Going beyond basic search with analytics

Rather than just providing the ten most-relevant search results, it’s sometimes more appropriate to display statistics about the results to the user. The use of facets is the most typical example of returning information about the set of search results. Figure 25-1 shows how Amazon uses snippets to assist in navigation.

image

Figure 25-1: Amazon search results showing facets.

As you can see in Figure 25-1, the Children’s Books category facet has many values (ten shown, more available), and each value has a count of the number of results matching. For example, the Children’s Books Science Fiction and Fantasy value with a count of 419 matching search results. These clickable facet values allow users to drill into the datasets.

However, in some search engines, you can configure the preceding mechanism to provide other aggregated statistics for document values. Here are some statistics that you can calculate from facet or other range index calculations:

· Count of the number of results matching a particular facet value.
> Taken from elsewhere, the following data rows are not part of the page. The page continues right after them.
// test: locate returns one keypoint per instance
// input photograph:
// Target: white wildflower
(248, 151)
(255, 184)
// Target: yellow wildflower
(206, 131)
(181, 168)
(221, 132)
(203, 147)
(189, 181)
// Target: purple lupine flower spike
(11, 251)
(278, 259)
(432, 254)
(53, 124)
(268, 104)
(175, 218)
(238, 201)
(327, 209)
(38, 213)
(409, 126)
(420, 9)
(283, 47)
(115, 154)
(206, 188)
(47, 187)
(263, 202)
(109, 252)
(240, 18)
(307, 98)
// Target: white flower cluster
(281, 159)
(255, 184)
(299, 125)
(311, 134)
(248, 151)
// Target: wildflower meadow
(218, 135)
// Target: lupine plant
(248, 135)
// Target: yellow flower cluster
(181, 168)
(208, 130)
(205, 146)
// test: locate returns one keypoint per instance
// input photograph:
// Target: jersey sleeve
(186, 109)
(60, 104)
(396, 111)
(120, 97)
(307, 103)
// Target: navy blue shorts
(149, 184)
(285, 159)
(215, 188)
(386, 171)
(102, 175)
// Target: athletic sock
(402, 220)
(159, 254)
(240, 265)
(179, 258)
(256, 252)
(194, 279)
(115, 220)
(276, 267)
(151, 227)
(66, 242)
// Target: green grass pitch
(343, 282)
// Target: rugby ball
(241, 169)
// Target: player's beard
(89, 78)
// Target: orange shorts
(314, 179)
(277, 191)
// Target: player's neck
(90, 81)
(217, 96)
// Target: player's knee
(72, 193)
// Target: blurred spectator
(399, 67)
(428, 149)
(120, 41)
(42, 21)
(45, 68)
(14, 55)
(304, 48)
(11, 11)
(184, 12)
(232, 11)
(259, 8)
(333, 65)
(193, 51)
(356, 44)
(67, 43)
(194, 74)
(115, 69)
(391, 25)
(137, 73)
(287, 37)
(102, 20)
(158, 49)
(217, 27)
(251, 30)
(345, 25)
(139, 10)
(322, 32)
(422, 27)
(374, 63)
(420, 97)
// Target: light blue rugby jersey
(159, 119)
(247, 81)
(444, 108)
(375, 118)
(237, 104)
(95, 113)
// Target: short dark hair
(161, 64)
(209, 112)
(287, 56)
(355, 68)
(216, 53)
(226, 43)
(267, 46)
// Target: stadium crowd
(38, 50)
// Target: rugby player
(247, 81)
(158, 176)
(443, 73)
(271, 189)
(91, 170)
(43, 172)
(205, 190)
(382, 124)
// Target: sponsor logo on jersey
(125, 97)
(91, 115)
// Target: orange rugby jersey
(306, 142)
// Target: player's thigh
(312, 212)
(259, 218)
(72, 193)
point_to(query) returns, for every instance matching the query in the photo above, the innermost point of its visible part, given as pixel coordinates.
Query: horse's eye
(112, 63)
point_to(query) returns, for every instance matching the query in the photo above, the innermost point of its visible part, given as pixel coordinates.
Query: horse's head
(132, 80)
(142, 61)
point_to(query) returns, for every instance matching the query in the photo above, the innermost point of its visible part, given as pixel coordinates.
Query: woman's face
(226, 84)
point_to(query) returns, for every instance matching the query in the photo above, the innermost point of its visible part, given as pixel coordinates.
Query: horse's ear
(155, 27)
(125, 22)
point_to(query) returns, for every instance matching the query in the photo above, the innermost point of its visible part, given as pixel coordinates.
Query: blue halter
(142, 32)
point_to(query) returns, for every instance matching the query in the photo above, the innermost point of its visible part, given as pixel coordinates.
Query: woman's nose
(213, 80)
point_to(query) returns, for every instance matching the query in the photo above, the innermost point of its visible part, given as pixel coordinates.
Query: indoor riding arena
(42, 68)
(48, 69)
· Age buckets for children’s reading age groups (refer to Children’s Books Age Range in Figure 25-1).

· Average age of people diagnosed with conditions, grouped by condition name, across a search of medical records.

· Geographic dispersal of search results across a country, typically shown as either a heat map or color-coded counties/states/countries.

· Co-occurrence of different fields in the search results. How often a particular actor is shown in each genre of the search results, for example. This is an example of two-way co-occurrence.

icon tip Some search engines support N-way co-occurrences, which is particularly useful for discovering patterns you didn’t know existed. Examples include products mentioned with other products or with medical conditions on Twitter.

All of these calculations are performed at high speeds by accessing just the search indexes. These can be calculated as one of the following:

· Part of the search results (such as for facets or heat maps)

· A separate statistical operation over the same indexes (such as co-occurrence)

A typical way to provide analytics over a dataset is to delegate the responsibility to a business intelligence tool such as Cognos, Business Objects, or Tableau. The problem with these tools is that they typically pull information from the data store and perform analytics over a stored copy of the data. This is called a data warehouse. The problem is that the information isn’t in real time; often it’s updated only once in 24 hours.

If BI tools don’t pull a copy of the data, then performing a wide ranging analysis affects the performance of the underlying database or search engine, which has obvious implications for the cost of hardware and software licenses to provide analytical functionality. Business intelligence (BI) tools typically charge per user, making the cost prohibitive for end-user applications.

Using the built-in analytical capabilities of the database or search engine may be a better solution. Rather than shift vast amounts of data to a BI tool, you perform fast calculations over an in-memory copy of the search indexes.

Doing so enables the support of many users for both search and analytical workloads. Many organizations in financial services and government are looking at NoSQL databases with search functionality to provide near-real-time analytics for their data, without a complex, separate BI or data warehouse infrastructure.